In Case You Missed it, Read the Highlights from CREtech Talks: The VC Perspective Part 3
The global pandemic has exerted unprecedented disruption in just a few months across multiple countries, economies, and real estate companies. Public and private financial markets have been met with extreme volatility and many of today’s real estate tech startups, their clients, and investors have been left trying to understand the near and long term impact on the industry.
In a recent CREtech Talk: Perspectives in a Time of Uncertainty webinar, four of the most active investors in real estate tech, including Julie Lein of Urban Innovation Fund, Vik Chawla of Fifth Wall, Louis Schotsky of Navitas Capital and Shawn Hill of Moderne Ventures, shared their perspectives on the impact of the pandemic, how their helping their portfolio companies and discussed how the pandemic has impacted their investment strategies. The discussion was led by Steve Weikal, Head of Industry Relations at MIT Center for Real Estate.
“It’s not an issue of mis-pricing of the market, it’s more of, a lot of economies are frozen or stuck in the mud,” according to Louis Schotsky.
And while the greater real estate and real estate tech industry is dealing with an economic crisis caused by a health crisis, some panic has started to set in. Unlike the financial crisis of 2008, “this one feels much more Mainstreet and gig economy,” according to Shawn Hill.
The conversation touched on almost every aspect of the pandemic’s impact on real estate tech, including a major shift in venture capital and investment strategies.
“From a portfolio perspective, I think the important thing is being able to survive and thrive,” according to Julie Lein. “Everyone knows that times of economic turbulence, capital is a little bit more constrained, and by a ‘little bit’ I mean it could be a lot more constrained.”
And while, on a portfolio level, everyone is focusing on doing more with less and having a strong pathway to unit economics and profitability, many have been forced to come back to basics.
Meanwhile, the real estate tech industry experienced hyper-acceleration in March before reality set in as of April, according to Shawn.
Additionally, investments in real estate tech have been bifurcated to some degree according to Vik Chawla. “Obviously retail, hospitality, and office, both physical assets and the corresponding technology companies have been uniquely impacted by COVID-19.”

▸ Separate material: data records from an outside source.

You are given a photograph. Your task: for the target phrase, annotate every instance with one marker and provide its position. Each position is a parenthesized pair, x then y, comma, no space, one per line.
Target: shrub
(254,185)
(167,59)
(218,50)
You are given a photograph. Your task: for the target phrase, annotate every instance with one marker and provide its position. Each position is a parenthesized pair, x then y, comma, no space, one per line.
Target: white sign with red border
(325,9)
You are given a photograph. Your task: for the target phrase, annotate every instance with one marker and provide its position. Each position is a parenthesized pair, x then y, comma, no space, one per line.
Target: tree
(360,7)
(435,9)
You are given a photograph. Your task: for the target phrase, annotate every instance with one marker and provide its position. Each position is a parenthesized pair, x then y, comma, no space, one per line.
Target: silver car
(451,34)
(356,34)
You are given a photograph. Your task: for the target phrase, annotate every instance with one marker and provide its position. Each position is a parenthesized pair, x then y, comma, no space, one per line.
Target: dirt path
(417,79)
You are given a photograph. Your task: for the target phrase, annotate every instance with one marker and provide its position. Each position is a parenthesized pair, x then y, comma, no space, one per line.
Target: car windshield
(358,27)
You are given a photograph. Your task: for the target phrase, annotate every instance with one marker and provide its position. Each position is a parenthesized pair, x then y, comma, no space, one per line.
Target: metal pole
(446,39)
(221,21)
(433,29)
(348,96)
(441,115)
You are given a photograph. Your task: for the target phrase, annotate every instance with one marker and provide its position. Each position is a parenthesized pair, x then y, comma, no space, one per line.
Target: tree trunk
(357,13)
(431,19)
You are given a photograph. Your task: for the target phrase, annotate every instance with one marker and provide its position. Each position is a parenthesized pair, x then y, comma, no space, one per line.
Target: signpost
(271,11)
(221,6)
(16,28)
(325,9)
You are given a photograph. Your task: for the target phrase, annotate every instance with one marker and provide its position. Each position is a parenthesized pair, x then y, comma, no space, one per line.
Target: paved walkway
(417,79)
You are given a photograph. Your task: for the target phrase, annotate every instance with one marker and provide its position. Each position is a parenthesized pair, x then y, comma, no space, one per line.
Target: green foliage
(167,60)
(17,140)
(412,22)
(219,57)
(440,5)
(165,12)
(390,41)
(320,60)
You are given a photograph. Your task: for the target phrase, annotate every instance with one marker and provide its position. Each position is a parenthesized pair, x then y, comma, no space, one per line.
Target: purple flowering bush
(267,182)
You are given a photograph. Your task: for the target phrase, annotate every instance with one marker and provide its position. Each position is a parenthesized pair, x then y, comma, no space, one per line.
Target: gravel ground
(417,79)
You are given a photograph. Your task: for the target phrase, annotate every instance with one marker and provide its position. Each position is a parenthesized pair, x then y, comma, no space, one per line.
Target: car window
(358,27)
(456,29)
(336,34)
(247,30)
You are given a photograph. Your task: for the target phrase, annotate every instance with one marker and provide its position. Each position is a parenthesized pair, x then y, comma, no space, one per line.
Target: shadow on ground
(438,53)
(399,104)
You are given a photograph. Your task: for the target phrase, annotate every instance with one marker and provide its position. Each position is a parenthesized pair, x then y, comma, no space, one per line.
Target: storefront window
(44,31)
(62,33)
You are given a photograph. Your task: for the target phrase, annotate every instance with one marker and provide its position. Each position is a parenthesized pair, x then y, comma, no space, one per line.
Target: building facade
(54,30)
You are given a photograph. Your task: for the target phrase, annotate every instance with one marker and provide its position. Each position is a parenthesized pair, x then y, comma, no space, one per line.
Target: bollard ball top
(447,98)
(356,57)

However, while the real estate industry is undergoing the grueling task of defining what “open for business” means and how to operate in a new normal, for real estate technology investors, open for business comes down to managing their existing investments and supporting those that need support, at no fault of their own, pro-rata from in round processes, or rounds that were already in process, and lastly new and active investments.
“I do believe venture investors will invest through this cycle,” according to Vik. “Its been shown that investing through these cycles is a smart thing to do.”
According to Julie, there is quite a bit of dry powder in terms of venture capital development and capital that needs to be deployed. “I do think many people see a downturn as a real opportunity when valuations might now be so crazy.”
And according to attendees of the digital live event, Health & Wellness technology (42%) will be the most impactful in real estate in 2020, followed by Tenant Engagement Technology (31%) and Smart Sensors (26%).